Memangnya Indonesia tak bisa menabuh gendang, dan biarkan bangsa lain menari mengikuti iramanya? Itulah perbedaan antara negara yang diperebutkan, dengan negara yang menentukan arah perebutan.
Dari masa ke masa, intelijensia diplomatik Indonesia —baik yang formal maupun yang senyap— mengolah kesadaran ini menjadi strategi: menyerap tekanan tanpa hancur, menyalurkan ancaman menjadi peluang. Bung Karno membuktikan itu dalam kasus mata-mata CIA, Allen Pope, tahun 1958. Setelah empat tahun Pope masuk bui, Presiden Soekarno dengan cerdas memainkan kartu diplomasinya: “menukar” hukuman mati sang mata-mata dengan 10 pesawat angkut Lockheed C-130 Hercules. Amerika menyerahkannya kepada Indonesia pada 18 Maret 1960, untuk operasi Trikora. Itulah diplomasi intelijen yang elegan—keras di tangan, lembut di kepala.

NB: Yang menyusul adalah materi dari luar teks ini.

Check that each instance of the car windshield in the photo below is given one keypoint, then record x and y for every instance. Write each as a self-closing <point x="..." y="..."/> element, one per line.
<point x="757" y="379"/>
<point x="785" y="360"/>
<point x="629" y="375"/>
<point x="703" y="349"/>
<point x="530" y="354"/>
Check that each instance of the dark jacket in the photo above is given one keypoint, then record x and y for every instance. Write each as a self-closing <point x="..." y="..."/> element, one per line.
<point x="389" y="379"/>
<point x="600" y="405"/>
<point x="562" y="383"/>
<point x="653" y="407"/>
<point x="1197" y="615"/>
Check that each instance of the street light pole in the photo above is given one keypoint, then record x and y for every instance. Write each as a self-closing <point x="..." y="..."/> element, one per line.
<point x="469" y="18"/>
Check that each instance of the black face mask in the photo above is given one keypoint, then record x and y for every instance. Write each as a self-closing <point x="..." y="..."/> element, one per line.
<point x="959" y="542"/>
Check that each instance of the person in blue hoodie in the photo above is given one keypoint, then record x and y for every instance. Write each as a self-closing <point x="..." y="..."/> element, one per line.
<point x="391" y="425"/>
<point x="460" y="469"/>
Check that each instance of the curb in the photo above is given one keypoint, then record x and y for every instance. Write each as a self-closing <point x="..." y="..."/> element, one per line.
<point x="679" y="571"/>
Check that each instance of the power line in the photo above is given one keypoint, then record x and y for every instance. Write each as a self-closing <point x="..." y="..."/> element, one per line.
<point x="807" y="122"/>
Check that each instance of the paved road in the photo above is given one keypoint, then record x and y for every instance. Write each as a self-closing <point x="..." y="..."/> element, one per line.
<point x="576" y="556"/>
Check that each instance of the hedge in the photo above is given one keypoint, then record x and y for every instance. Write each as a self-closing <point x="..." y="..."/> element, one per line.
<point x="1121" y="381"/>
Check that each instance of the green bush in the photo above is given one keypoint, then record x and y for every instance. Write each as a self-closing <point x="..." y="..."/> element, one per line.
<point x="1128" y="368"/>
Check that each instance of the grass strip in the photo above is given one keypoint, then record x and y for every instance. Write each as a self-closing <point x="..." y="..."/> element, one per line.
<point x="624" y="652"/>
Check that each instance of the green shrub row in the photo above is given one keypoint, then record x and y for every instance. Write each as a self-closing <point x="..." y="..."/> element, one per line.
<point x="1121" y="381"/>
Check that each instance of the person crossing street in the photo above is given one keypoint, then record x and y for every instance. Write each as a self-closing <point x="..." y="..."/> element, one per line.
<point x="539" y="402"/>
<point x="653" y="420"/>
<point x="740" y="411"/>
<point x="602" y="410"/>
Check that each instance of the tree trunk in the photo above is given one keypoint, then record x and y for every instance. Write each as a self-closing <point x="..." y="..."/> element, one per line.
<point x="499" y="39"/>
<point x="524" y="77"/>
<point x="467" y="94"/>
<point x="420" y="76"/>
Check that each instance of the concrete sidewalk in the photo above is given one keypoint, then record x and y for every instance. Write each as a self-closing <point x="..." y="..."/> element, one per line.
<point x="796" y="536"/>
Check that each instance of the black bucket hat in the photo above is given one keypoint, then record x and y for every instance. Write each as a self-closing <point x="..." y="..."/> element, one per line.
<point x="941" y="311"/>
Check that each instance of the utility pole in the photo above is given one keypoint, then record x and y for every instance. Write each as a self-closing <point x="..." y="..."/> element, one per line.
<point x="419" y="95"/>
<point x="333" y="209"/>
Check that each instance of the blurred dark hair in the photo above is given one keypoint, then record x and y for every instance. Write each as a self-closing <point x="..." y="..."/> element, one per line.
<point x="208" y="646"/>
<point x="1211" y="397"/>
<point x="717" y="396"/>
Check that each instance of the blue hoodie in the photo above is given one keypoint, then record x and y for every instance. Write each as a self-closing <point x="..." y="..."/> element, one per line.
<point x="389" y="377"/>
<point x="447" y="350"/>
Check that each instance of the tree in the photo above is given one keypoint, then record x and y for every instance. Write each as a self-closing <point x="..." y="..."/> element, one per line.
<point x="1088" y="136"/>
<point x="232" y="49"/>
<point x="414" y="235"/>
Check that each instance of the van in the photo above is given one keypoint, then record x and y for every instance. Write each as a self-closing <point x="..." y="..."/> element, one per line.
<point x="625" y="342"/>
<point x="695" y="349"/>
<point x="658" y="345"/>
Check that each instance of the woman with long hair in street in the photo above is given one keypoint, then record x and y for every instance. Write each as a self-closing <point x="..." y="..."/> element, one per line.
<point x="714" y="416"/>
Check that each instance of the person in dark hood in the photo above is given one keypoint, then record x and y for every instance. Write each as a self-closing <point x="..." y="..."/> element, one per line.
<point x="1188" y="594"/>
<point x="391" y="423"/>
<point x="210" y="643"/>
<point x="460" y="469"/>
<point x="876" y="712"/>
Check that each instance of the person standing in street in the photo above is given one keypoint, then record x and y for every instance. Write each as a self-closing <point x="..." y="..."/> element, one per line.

Kekuatan semacam itu dikenal dalam teori hubungan internasional sebagai soft power, yang oleh Profesor Joseph S. Nye Jr dari Harvard yang juga mantan pejabat tinggi Departemen Pertahanan AS disebut. “kemampuan untuk mendapatkan apa yang kamu inginkan, melalui daya tarik, dan bukan paksaan.”
Lawannya, hard power, dipraktikkan oleh negara-negara seperti Amerika Serikat atau Rusia ketika menggunakan kekuatan militer dan sanksi ekonomi untuk memaksa kepatuhan—seperti invasi AS ke Irak (2003) atau Rusia ke Ukraina (2022). Meski Amerika juga memakai soft power, antara lain melalui industri film Hollywood maupun Netflix, yang secara halus mempromosikan nilai-nilai “kepahlawanan” maupun liberalismenya.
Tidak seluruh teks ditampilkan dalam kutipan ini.